2. Engineer adds setup key `ticket-1234-pilot-ivanov` to Terraform
3. PR merged, key created
4. Engineer sends key to operator (see Pain Point 3)
5. Operator uses key, it's consumed
6. After enrollment, engineer renames peer to `pilot-ivanov`
---
## Pain Point 3: Secure Key Distribution
### Problem
After CI/CD creates a setup key, how does it reach the operator?
Setup keys are sensitive:
- Anyone with the key can enroll a device into the network
- Keys may be reusable (depends on configuration)
- Keys should be transmitted securely
### Current State
Setup keys are output by Terraform:
```bash
terraform output -raw gs_setup_key
```
But:
- Requires local Terraform access
- No automated distribution mechanism
- Keys in state file (committed to git in POC - not ideal)
### Options
| Option | Description | Effort | Tradeoffs |
|--------|-------------|--------|-----------|
| **A. Manual retrieval** | Engineer runs `terraform output` locally | Zero | Requires CLI access, manual process |
| **B. CI output to ticket** | CI posts key to ticket system via API | Medium | Keys in ticket history (audit trail) |
| **C. Secrets manager** | Store keys in Vault/1Password, notify engineer | Medium | Another system to integrate |
| **D. Encrypted email** | CI encrypts key, emails to operator | High | Key management complexity |
### Recommendation
**Option A** for now (consistent with manual rename):
- Engineer retrieves key after CI completes
- Engineer sends key to operator via secure channel (Signal, encrypted email)

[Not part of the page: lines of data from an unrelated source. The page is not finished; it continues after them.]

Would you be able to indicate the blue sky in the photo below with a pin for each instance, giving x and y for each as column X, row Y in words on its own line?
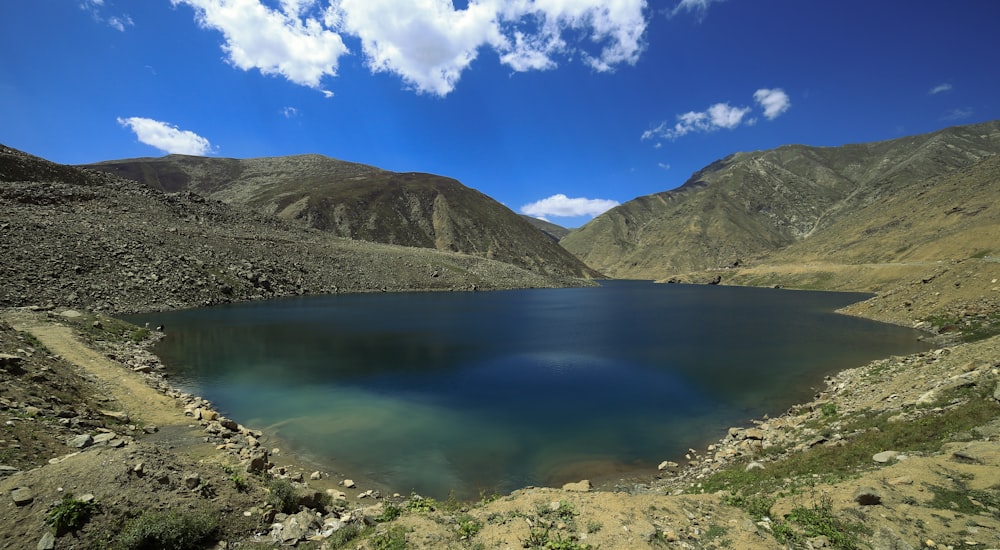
column 558, row 108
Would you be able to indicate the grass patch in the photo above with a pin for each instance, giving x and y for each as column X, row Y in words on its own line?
column 389, row 512
column 282, row 496
column 833, row 464
column 820, row 521
column 468, row 526
column 417, row 503
column 391, row 539
column 959, row 498
column 70, row 514
column 972, row 329
column 174, row 530
column 343, row 536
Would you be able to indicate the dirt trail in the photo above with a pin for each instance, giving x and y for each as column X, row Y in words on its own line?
column 140, row 401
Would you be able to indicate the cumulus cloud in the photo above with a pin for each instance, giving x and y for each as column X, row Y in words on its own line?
column 427, row 43
column 940, row 89
column 166, row 137
column 96, row 10
column 273, row 41
column 721, row 116
column 955, row 115
column 774, row 101
column 698, row 7
column 561, row 206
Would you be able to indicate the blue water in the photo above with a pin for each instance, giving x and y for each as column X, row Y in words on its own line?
column 462, row 392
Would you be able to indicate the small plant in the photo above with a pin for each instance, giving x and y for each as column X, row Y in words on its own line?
column 389, row 512
column 486, row 497
column 237, row 478
column 393, row 539
column 468, row 526
column 70, row 514
column 341, row 537
column 282, row 496
column 819, row 520
column 174, row 530
column 418, row 503
column 541, row 539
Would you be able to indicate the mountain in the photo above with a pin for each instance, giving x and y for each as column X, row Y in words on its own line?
column 552, row 230
column 83, row 238
column 875, row 202
column 363, row 203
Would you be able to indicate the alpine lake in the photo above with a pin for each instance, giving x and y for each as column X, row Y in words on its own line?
column 458, row 393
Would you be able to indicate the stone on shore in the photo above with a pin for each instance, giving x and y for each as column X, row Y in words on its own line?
column 884, row 456
column 22, row 496
column 580, row 486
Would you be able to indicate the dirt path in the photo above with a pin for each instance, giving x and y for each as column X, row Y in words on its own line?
column 140, row 401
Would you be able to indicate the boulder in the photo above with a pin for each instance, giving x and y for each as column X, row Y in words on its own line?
column 80, row 441
column 22, row 496
column 885, row 456
column 581, row 486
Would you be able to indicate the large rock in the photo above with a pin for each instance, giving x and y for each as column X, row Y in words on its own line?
column 22, row 496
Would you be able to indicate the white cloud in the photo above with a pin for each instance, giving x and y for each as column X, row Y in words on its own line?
column 774, row 101
column 427, row 43
column 721, row 115
column 957, row 114
column 940, row 88
column 561, row 206
column 166, row 137
column 699, row 7
column 275, row 42
column 119, row 23
column 96, row 7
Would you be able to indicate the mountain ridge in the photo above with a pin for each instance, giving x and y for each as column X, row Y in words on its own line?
column 749, row 205
column 362, row 202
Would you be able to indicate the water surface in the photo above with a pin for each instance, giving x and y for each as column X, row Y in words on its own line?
column 440, row 392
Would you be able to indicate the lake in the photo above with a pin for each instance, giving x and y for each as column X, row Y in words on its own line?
column 462, row 392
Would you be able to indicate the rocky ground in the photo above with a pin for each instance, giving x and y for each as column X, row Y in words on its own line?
column 98, row 451
column 87, row 239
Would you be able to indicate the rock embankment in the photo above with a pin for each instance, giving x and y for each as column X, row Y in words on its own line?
column 83, row 239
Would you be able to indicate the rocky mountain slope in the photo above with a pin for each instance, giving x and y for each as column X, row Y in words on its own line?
column 84, row 238
column 557, row 232
column 808, row 203
column 361, row 202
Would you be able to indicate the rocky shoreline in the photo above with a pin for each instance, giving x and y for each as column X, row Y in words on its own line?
column 907, row 387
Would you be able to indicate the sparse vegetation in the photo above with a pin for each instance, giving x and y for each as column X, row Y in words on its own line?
column 70, row 514
column 393, row 538
column 281, row 495
column 173, row 530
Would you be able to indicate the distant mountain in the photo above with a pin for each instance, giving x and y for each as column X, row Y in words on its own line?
column 363, row 203
column 860, row 203
column 552, row 230
column 74, row 237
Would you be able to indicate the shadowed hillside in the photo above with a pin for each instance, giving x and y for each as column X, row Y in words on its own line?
column 809, row 203
column 84, row 238
column 363, row 203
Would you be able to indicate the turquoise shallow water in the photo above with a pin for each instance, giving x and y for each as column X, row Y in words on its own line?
column 462, row 392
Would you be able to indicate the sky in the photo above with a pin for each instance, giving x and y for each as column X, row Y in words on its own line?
column 559, row 109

- Ticket updated with "key sent" status
**Option B** worth implementing if:
- Volume increases
- Want full automation
- Ticket system has secure "hidden fields" feature
---
## Summary: Recommended Workflow
Given the constraints (code freeze, ~100 operators, ticket-based), the pragmatic workflow is:
```
1. Ticket created: "Onboard pilot Ivanov with BlastPilot + GS"
2. Engineer adds to Terraform:
- ticket-1234-pilot (one-off, 7 days)
- ticket-1234-gs (one-off, 7 days)
3. Engineer creates PR, gets review, merges
4. CI/CD applies changes, keys created
5. Engineer retrieves keys:
terraform output -raw ticket_1234_pilot_key
6. Engineer sends keys to operator via secure channel
7. Operator enrolls both devices
8. Engineer renames peers in dashboard:
DESKTOP-ABC123 -> pilot-ivanov
raspberrypi -> gs-ivanov
9. Engineer closes ticket
```
**Total engineer time:** ~10 minutes per onboarding (pair of devices)
**Automation level:** Groups, policies, key creation automated; naming and distribution manual
---
## Future Improvements (If Needed)
1. **Webhook listener** for peer enrollment events -> auto-rename based on timing correlation
2. **Ticket system integration** for automated key distribution
3. **Custom installer** that prompts for device name before enrollment
4. **Batch onboarding tool** for multiple operators at once
These can be addressed incrementally as the operation scales.